The record reflects how quickly geopolitical disruption in the Gulf can translate into higher revenues for producers outside the region. Norway, already one of Europe’s main energy suppliers, has benefited from stronger demand for non-Middle Eastern crude as buyers seek more secure alternatives.
Gas revenues also rose as Europe faced tighter supply
Norway also exported natural gas worth NOK 69.3 billion (€5.9 billion) in March, up 19% from a year earlier and the highest monthly export value since February 2023.
Here too, the main driver was price. The average price for gaseous natural gas rose to NOK 6.46 per standard cubic metre, about NOK 1 higher than in March 2025, while export volumes were broadly stable at 10.2 billion standard cubic metres.
Statistics Norway linked the increase to geopolitical tensions in the Middle East, which in practice halted shipments of liquefied natural gas through Hormuz. Low gas storage levels in Europe also helped keep prices elevated, underlining how the region remains exposed to external energy shocks even after reducing its dependence on Russian pipeline gas.
Strong mainland exports added to Norway’s trade surplus
Beyond oil and gas, Norway’s exports were supported by strong mainland trade. Mainland goods exports reached NOK 73 billion (€6.2 billion), the second-highest value ever recorded for March and a 16.1% increase from a year earlier.
One major factor was a sharp rise in exports of electrical power machinery and parts, linked to the re-export of equipment for an offshore wind project. Fish exports also remained resilient despite the stronger Norwegian krone and the broader turbulence in Middle Eastern trade routes.
Seafood exports totalled NOK 14.6 billion (€1.24 billion), up 2.8% year on year. Fresh salmon accounted for NOK 7.4 billion (€628 million), while exports of fish to China rose by 60.2%, making China the fastest-growing market in March.
Norway gains from the price shock, but Europe remains exposed
The March figures show how Norway can benefit financially when global energy markets tighten. But they also illustrate the wider vulnerability of Europe’s energy system.
Reuters has reported that the Strait of Hormuz normally handles around 20% of global oil and liquefied natural gas flows, and that the disruption has forced the EU to prepare for a prolonged energy shock. European gas storage levels, already under pressure, have become a central concern ahead of winter.
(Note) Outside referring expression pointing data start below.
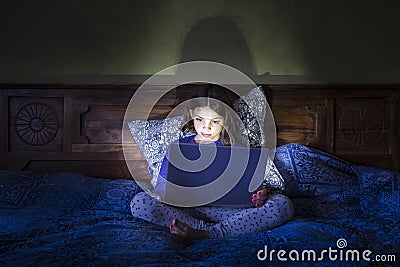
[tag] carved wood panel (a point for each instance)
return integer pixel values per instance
(363, 125)
(36, 124)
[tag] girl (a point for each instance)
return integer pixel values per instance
(211, 121)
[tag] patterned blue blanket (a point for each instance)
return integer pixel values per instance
(345, 216)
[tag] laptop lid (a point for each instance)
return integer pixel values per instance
(209, 175)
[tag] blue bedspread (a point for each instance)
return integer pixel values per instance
(67, 219)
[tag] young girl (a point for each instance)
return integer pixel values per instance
(211, 121)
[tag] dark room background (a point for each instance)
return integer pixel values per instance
(271, 41)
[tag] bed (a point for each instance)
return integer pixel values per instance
(65, 200)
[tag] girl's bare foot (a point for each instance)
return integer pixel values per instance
(186, 232)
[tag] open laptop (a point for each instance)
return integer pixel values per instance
(209, 175)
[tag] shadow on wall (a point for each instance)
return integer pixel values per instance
(218, 39)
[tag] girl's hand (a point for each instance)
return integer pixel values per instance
(260, 197)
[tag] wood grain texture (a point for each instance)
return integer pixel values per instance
(360, 123)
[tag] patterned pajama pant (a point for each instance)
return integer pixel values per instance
(218, 222)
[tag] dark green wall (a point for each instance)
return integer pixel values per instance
(86, 41)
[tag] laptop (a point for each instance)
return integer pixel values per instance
(210, 175)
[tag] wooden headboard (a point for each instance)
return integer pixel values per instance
(54, 128)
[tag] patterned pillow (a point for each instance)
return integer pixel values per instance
(153, 137)
(251, 110)
(319, 184)
(380, 191)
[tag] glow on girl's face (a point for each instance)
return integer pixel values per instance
(207, 123)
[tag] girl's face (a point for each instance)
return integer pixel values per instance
(207, 123)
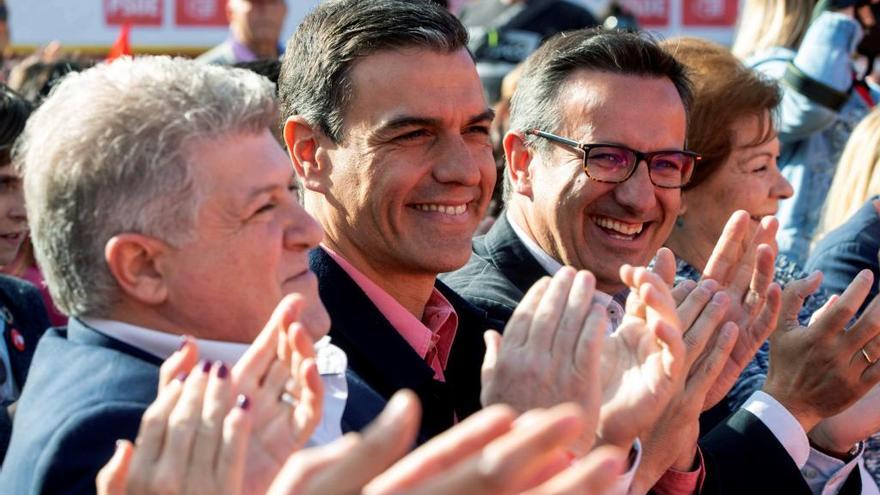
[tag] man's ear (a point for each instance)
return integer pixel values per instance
(519, 160)
(306, 153)
(134, 260)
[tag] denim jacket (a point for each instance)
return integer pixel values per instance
(812, 136)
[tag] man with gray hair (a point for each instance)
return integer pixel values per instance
(160, 206)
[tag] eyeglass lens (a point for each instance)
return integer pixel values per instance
(613, 164)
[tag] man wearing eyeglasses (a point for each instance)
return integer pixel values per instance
(595, 161)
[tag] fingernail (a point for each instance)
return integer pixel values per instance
(222, 370)
(719, 298)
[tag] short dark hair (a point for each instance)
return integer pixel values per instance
(14, 112)
(534, 104)
(315, 73)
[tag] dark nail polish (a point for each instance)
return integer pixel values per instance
(222, 370)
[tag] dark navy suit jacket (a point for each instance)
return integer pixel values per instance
(26, 314)
(847, 250)
(742, 455)
(85, 391)
(381, 362)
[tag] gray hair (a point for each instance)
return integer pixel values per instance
(314, 81)
(107, 153)
(535, 103)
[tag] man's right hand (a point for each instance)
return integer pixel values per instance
(818, 371)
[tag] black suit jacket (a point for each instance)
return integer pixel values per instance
(499, 272)
(85, 391)
(381, 362)
(741, 454)
(24, 311)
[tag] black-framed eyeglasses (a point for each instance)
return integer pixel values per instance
(615, 163)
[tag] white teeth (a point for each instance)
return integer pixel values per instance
(448, 210)
(623, 228)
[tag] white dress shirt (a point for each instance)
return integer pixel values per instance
(615, 316)
(824, 474)
(331, 360)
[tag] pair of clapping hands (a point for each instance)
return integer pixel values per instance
(215, 430)
(677, 352)
(680, 350)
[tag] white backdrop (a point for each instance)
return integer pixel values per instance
(84, 23)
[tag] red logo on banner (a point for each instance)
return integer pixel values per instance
(201, 13)
(710, 12)
(135, 12)
(649, 13)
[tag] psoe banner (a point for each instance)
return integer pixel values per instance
(169, 26)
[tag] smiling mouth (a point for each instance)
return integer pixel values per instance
(445, 209)
(617, 229)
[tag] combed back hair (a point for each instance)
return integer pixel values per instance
(857, 178)
(108, 153)
(315, 74)
(725, 91)
(535, 103)
(767, 24)
(14, 112)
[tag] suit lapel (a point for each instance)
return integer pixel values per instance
(377, 354)
(510, 255)
(80, 333)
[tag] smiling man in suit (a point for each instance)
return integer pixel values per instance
(388, 130)
(160, 206)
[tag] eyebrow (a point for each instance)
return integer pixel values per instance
(410, 121)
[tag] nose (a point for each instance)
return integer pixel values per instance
(303, 232)
(637, 194)
(781, 188)
(455, 164)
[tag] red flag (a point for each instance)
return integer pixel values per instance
(121, 46)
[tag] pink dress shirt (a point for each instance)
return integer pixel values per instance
(431, 337)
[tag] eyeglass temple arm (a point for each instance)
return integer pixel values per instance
(554, 137)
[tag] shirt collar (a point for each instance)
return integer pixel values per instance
(437, 327)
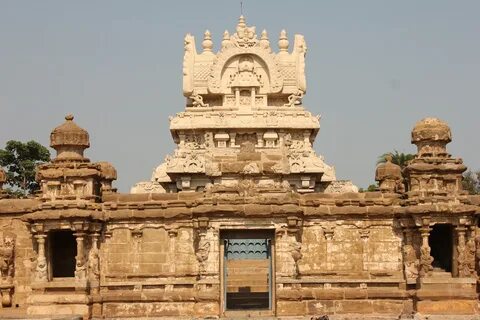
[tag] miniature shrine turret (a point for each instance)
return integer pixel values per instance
(433, 171)
(71, 176)
(389, 176)
(3, 179)
(244, 119)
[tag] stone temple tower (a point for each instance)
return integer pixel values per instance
(244, 121)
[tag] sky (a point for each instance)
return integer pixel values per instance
(374, 68)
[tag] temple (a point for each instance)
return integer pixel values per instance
(243, 219)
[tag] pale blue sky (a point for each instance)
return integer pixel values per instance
(374, 68)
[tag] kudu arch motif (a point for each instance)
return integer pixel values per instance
(243, 214)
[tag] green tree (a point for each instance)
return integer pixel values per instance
(20, 161)
(471, 182)
(398, 158)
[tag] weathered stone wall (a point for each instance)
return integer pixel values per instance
(24, 255)
(345, 247)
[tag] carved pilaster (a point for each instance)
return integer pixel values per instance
(410, 261)
(288, 252)
(465, 253)
(41, 268)
(202, 250)
(426, 259)
(94, 261)
(364, 235)
(7, 248)
(172, 236)
(80, 263)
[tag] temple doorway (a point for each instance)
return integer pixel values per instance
(441, 244)
(247, 270)
(63, 249)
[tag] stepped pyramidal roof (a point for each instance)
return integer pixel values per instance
(244, 119)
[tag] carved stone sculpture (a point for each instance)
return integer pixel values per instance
(411, 262)
(253, 94)
(7, 249)
(202, 253)
(426, 261)
(466, 259)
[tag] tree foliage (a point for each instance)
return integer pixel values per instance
(471, 182)
(20, 160)
(399, 158)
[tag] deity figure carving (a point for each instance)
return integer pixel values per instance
(41, 268)
(295, 99)
(197, 101)
(94, 264)
(295, 250)
(466, 258)
(7, 248)
(411, 262)
(426, 260)
(202, 253)
(246, 75)
(80, 268)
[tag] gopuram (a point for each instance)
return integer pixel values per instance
(243, 219)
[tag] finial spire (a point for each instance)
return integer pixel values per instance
(283, 41)
(207, 43)
(264, 39)
(226, 38)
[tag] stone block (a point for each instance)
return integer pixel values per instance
(353, 306)
(206, 309)
(290, 308)
(320, 307)
(389, 306)
(447, 307)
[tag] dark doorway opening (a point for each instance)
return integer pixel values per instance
(63, 249)
(441, 245)
(247, 269)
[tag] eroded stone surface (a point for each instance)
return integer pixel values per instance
(244, 167)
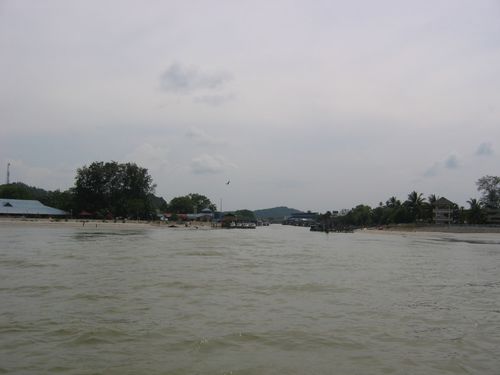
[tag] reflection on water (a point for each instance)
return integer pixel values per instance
(273, 300)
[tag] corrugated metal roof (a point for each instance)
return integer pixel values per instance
(27, 207)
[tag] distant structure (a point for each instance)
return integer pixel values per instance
(27, 208)
(444, 211)
(302, 219)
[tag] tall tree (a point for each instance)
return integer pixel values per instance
(475, 214)
(489, 186)
(190, 203)
(113, 188)
(415, 202)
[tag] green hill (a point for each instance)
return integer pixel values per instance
(276, 213)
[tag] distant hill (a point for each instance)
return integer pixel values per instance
(277, 213)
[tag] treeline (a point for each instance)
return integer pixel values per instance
(109, 190)
(417, 209)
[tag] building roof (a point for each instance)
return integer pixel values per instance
(443, 202)
(27, 207)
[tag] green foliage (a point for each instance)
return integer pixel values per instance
(120, 190)
(489, 186)
(475, 214)
(190, 203)
(245, 215)
(276, 212)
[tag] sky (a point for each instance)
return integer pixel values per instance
(311, 104)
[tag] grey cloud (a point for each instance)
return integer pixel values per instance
(451, 162)
(484, 149)
(432, 171)
(202, 138)
(207, 164)
(187, 79)
(213, 100)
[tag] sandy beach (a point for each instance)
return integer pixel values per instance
(102, 224)
(439, 228)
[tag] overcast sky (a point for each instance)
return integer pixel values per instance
(316, 105)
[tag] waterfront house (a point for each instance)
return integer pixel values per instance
(443, 210)
(28, 208)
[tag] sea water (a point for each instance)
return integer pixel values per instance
(274, 300)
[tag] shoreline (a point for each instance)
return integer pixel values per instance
(477, 229)
(102, 224)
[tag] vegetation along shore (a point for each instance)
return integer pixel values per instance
(116, 193)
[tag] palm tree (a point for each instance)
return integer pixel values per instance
(475, 214)
(415, 203)
(393, 202)
(432, 199)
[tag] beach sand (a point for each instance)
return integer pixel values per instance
(103, 224)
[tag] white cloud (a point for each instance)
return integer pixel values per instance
(149, 156)
(188, 79)
(451, 162)
(209, 164)
(484, 149)
(201, 137)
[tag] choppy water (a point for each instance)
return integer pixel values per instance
(275, 300)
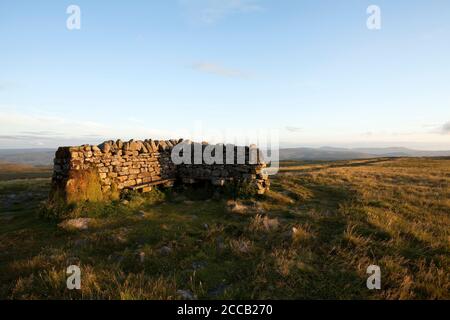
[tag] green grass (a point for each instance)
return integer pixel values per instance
(348, 215)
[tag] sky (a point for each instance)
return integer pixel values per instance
(310, 70)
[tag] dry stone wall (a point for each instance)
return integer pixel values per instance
(97, 172)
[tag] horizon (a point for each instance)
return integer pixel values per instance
(314, 73)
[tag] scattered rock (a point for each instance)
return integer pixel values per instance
(165, 251)
(186, 295)
(198, 265)
(78, 224)
(271, 224)
(142, 256)
(236, 207)
(218, 291)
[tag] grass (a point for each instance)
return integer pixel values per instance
(312, 237)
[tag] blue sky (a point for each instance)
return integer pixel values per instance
(310, 69)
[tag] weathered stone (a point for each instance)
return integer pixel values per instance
(149, 161)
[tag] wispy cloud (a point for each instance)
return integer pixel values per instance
(219, 70)
(211, 11)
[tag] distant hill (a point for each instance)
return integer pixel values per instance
(44, 157)
(331, 153)
(35, 157)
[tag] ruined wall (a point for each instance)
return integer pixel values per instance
(99, 172)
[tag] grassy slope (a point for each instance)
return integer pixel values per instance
(348, 215)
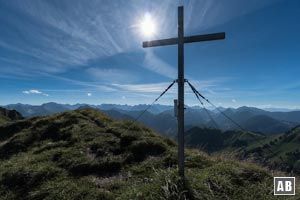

That leaves Norway in a familiar but politically sensitive position: profiting from a crisis that is increasing costs for European consumers and industry, while also reinforcing its role as one of the continent’s most important external energy suppliers.
If the disruption around Hormuz persists, Norwegian export revenues could remain elevated in the coming months. At the same time, the latest trade data show that the consequences of Middle Eastern instability are no longer confined to the Gulf, but are feeding directly into the Nordic and wider European economy.